Het bodemleven is nog wel een aandachtspunt. Rennen ervaart dat wat er niet is ook maar traag terugkomt. Gewasbescherming kan negatief zijn voor de ontwikkeling. De groei van de organische stofgehaltes gaat volgens de akkerbouwer heel traag. De voordelen die al wel merkbaar zijn, zijn de goede ontwatering en een duidelijk lager dieselverbruik per hectare.
Rustgewassen
Wouter Klaasse Bos zet ook de Ecoploeg in op zijn Flevolandse bedrijf. Hij zette het bouwplan met meer rustgewassen voort dat zijn vader in 2000 oppakte. Nu Klaasse Bos naar biologisch over is (per 2013) ploegt hij in het voorjaar. „De arbeidspiek valt dus wel veel meer in het voorjaar en je moet er tegen kunnen dat de buren al verder zijn met hun bewerkingen. Toch is de mineralisatie en de vertering van gewasresten snel genoeg. Alleen bij de uien ploeg ik liefst wel een maand voor de zaai.”

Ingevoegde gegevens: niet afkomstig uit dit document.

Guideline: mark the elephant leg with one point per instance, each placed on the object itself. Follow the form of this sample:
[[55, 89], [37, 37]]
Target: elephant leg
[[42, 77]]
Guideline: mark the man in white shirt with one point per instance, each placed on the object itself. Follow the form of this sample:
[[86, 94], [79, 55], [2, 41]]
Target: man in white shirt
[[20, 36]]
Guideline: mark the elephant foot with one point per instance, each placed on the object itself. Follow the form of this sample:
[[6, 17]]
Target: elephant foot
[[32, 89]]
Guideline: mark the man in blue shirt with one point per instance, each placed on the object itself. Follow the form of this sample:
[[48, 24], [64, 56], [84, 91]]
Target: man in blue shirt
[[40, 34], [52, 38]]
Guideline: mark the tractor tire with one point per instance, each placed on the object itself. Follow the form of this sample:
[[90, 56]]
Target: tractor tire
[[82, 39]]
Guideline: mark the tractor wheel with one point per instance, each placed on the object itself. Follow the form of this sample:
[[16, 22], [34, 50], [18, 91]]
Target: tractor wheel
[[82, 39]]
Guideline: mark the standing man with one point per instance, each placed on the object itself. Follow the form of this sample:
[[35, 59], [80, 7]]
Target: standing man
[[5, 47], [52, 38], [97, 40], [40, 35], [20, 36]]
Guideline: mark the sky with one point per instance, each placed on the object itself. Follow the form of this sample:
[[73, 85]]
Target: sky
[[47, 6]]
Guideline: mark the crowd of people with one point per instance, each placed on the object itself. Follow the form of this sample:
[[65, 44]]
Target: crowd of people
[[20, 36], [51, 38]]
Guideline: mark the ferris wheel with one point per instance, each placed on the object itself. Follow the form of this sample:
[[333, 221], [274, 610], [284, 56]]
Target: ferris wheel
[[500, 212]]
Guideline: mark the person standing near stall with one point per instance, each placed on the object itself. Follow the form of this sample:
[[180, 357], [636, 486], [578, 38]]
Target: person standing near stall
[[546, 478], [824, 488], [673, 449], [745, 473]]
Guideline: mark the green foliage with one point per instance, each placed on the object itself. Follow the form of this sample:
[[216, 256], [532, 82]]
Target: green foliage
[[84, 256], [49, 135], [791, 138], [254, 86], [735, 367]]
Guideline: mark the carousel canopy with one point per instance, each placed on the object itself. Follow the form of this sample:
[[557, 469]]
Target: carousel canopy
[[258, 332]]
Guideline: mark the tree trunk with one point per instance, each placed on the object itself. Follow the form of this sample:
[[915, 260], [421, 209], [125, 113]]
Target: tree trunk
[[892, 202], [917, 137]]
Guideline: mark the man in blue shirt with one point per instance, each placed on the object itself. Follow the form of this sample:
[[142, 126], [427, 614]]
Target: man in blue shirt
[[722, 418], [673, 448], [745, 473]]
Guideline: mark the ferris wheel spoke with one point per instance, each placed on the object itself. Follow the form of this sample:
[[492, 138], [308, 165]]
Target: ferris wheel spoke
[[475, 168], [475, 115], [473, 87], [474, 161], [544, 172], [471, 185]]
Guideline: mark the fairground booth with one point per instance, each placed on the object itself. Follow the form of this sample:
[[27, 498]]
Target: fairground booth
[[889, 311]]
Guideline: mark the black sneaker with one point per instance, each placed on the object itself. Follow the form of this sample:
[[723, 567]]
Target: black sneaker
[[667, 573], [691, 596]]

De verwering van de grond gaat volgens Klaasse Bos 'sneller dan de boekjes verwachten'. De akkerbouwer zet na de oogst een Evers vaste tand cultivator in. Dan werkt hij maximaal 15 tot 20 centimeter diep. Ploegen met de Ecoploeg kan Klaasse Bos ook met minder vermogen en lager dieselverbruik. Hij merkt dat een gezond gewas ook minder ziektegevoelig is. Gangbare teler Rennen bevestigt dit. „De gewassen groeien iets tragen. Als je geen explosieve bladgroei hebt, is het gewas minder gevoelig voor ziektes en plagen.”